Medieval tomb carvings. This time twelve months ago we were enjoying the autumn term studying the tombs of the Doges and other notables in the wonderful churches of Venice. It seems appropriate for me to celebrate the anniversary with a look at an interesting English carving.
Pershore Abbey has a rich history and is home to a number of interesting freestanding and wall mounted carvings. The one that caught my eye yesterday was the so called Crusader Tomb. This has two stories: that of the memorial and also the characteristic cross legged carving.
Firstly who is the Crusader. Well actually no one is quite sure. According to the Abbey publicity he was most probably Sir William de Harley, from Shropshire, but given estates in Worcestershire as reward for fighting.
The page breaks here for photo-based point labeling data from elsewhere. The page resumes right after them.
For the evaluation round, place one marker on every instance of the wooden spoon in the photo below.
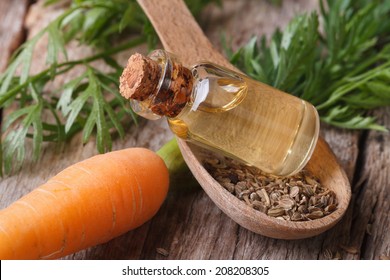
(181, 35)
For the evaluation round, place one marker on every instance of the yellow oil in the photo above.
(251, 122)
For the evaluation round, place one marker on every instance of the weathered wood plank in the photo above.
(189, 225)
(371, 221)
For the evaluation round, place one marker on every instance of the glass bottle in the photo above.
(224, 111)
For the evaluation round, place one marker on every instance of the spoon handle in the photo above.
(179, 32)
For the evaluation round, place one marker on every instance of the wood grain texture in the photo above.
(194, 46)
(189, 225)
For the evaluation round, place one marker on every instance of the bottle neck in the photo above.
(157, 85)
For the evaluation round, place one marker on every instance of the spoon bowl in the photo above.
(181, 35)
(328, 172)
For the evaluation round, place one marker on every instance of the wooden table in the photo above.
(189, 225)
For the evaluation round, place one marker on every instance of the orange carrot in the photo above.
(86, 204)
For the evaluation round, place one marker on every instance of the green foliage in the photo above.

Although the figure has lost the lower half of the knight’s legs it is a finely carved memorial. The chain mail helmet and leg protection represents the warrior’s protective garment made of hundreds of small iron links. The knight has a hunting horn in his right hand and is clutching his sword with his left. Unique to this carving is the presence of three buckles holding the breast and backplate of the knight’s armour.
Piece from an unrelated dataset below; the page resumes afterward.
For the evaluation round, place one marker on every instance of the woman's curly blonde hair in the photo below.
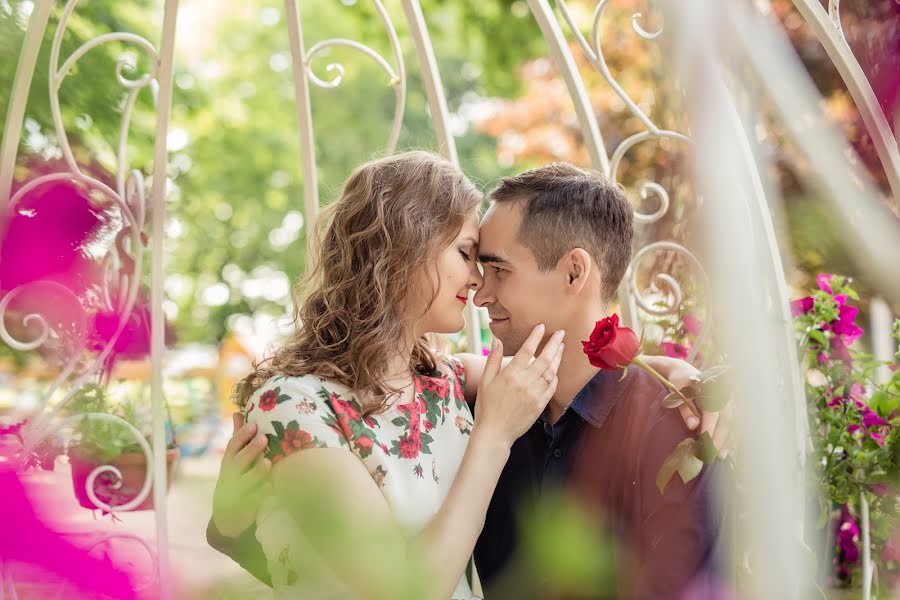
(393, 218)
The crossed leg carving is the most important historically though. Out of the 350 or so English carvings of knights from the thirteenth and fourteenth centuries some 200 have this crossed leg posture. So what does it represent. There are three possible reasons put forward. The most common and established is that these are crusader knights – hence the cross. This reason has been challenged recently as there are many memorials of knights with straight legs. Maybe the second is the strength that is left in the stone carving by joining the legs at the knee.
The gender argument. Becoming more and more accepted is the idea that the knights were aware of social anxieties in the Middle Ages associated with gender. These carvings showed strong limbs with no clothing except the chain mail, covered only by a surcoat. Normal tomb carvings of clerics, royalty and women were fully clothed in drapes with the more reposed stance. These crossed legged knights reveal a more dynamic pose. The clergy were challenging the masculinity of the knights, with their love of fashion and courtly behaviour. The response was the undraped carvings with a dynamic warrior posture.
Interesting thought? Well you make your own mind up.